Laurent Travers rompt le silence et s'exprime sur l'Aviron Bayonnais
Pour la première fois depuis des mois, Laurent Travers, le directeur du rugby de l'Aviron Bayonnais, a pris la parole publiquement ce jeudi lors d'une conférence de presse. Son intervention survient après le départ du manager Grégory Patat le mois dernier, une période durant laquelle il s'était volontairement tenu en retrait.
Un retrait stratégique pour mieux accompagner
« Le retrait était voulu. J'étais venu pour accompagner, aider, pas pour gêner », a-t-il déclaré en ouverture. Travers a immédiatement souligné l'importance symbolique du club dans sa région : « Il y a un club en Top 14 dans le Pays Basque, c'est Bayonne. Tout le monde regarde Bayonne à travers le Pays Basque. Soyons fiers de ça ! ». Originaire du Périgord, il a insisté sur sa compréhension du terroir et sa volonté de fédérer autour de l'institution.
Des objectifs sportifs recentrés sur l'immédiat
Interrogé sur les objectifs comptables de fin de saison, Travers a été catégorique : « Non, aucun. Le premier objectif, c'est Montauban ». Avec l'équipe actuellement douzième du championnat, il a appelé à la solidarité et à la fierté, notamment en vue du prochain match à Anoeta contre La Rochelle, où le soutien des Basques sera crucial.
Il a également commenté la notion de « réinitialisation de l'état d'esprit » évoquée par Ged Fraser après la défaite à Clermont (38-15). « Quand il parle d'état d'esprit, je pense qu'il veut parler de réenclencher les victoires », a-t-il analysé, rappelant le bilan factuel d'une seule victoire sur les onze derniers matchs.
La confiance, une construction quotidienne
Sur la question de la confiance, Travers a été pragmatique : « La confiance, elle se gagne. Ce n'est pas l'adversaire qui va nous la donner ». Il a souligné la nécessité de briser la spirale négative qui perdure depuis plusieurs rencontres, en travaillant collectivement au quotidien.
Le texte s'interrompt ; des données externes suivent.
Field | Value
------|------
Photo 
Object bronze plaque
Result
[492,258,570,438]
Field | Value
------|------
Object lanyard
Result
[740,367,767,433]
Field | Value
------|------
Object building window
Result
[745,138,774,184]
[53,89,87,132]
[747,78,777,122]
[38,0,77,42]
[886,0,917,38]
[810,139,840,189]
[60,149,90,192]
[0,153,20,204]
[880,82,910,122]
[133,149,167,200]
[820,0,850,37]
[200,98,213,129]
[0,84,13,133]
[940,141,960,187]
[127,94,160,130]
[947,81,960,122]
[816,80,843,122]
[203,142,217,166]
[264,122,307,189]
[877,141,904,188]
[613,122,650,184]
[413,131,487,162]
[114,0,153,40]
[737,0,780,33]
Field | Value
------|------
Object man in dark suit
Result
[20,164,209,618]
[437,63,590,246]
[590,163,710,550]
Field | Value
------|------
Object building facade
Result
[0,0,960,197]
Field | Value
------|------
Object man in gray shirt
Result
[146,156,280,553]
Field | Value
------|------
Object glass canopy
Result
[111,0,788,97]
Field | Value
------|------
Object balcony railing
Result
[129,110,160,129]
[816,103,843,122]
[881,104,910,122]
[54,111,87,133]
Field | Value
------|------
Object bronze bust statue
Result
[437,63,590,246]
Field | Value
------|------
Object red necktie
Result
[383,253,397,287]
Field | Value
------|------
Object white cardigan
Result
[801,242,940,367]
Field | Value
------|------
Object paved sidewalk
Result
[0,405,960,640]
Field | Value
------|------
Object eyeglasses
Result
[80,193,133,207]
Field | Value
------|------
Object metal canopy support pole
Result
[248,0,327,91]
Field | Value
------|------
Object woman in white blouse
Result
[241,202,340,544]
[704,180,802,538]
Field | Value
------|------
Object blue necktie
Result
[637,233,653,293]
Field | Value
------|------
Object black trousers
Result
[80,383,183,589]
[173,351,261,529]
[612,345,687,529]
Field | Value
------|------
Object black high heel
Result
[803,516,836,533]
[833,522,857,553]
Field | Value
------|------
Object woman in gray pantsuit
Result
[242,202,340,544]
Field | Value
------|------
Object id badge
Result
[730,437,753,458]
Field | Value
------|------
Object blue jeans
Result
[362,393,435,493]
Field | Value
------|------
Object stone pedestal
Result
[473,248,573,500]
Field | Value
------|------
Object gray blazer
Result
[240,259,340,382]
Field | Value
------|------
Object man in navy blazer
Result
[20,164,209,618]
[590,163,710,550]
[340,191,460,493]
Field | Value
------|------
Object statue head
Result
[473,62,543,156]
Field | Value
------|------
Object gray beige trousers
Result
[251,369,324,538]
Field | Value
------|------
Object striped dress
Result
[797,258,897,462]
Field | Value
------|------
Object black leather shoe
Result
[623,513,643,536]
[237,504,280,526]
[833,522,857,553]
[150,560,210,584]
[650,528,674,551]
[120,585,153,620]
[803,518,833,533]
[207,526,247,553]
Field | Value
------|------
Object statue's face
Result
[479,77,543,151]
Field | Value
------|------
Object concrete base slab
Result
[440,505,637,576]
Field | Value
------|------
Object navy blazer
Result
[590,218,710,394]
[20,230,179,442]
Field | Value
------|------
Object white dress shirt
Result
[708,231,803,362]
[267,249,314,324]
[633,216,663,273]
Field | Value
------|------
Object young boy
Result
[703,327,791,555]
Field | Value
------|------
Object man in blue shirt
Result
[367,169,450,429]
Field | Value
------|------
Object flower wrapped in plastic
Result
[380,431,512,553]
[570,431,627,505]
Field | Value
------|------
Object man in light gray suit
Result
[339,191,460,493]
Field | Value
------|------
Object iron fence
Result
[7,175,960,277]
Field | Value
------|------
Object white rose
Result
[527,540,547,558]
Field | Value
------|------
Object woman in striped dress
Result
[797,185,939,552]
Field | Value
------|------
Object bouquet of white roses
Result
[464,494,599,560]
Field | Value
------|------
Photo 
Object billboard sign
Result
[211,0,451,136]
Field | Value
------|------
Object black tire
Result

Le stage à Seignosse pour retrouver l'unité
Le récent stage à Seignosse avait pour but de « retrouver les sensations du rugby » et de renforcer la cohésion. Travers a utilisé une métaphore maritime : « Lorsqu'on est sur un bateau, si on rame tous dans le même sens, le bateau va plus vite… En revanche, si on ne rame pas tous dans le même sens, le bateau peut tourner en rond ». Il a précisé que Ged Fraser restait le « patron du sportif », tout en saluant une ambiance positive au sein du groupe.
Un rôle d'accompagnateur mis en avant
Travers a réaffirmé sa mission d'accompagnement : « J'étais venu pour compléter, aider, accompagner, et ce n'est pas ce qui s'est passé… ». Sans s'étendre sur les raisons, il a insisté sur sa sincérité et sa solidarité envers le club. « Ce qui m'importe, c'est l'institution. Dans l'institution, il y a des hommes », a-t-il ajouté, évoquant la complexité de la gestion humaine.
Un appel à la construction collective
Il a lancé un vibrant plaidoyer pour l'unité : « On est tous là pour construire l'avenir du club, et non pas le détruire. Des gens, peut-être, par moments, n'ont pas compris cela ». Agacé mais serein, il a rappelé que sa priorité absolue était le match contre Montauban, avec pour seule mission d'aider les joueurs à performer.
Analyse de la situation et perspectives
Travers a dressé un bilan positif de la gestion du club sur la dernière décennie, mettant en avant les investissements en infrastructures et en ressources humaines. « Le club est sain », a-t-il assuré, tout en reconnaissant les difficultés sportives actuelles. Sur la possibilité d'atteindre le top 8, il est resté humble : « Ce serait malvenu quand on voit les onze derniers matchs… Restons humbles ».
Il a conclu sur une note d'espoir, appelant à un rassemblement massif des supporters à Anoeta : « J'espère que tout le stade sera en bleu et blanc derrière notre équipe pour nous aider à avancer, à plaquer, à marquer ». Pour Travers, l'essentiel reste de regarder vers l'avant et de tout mettre en œuvre pour redresser la barre sportivement.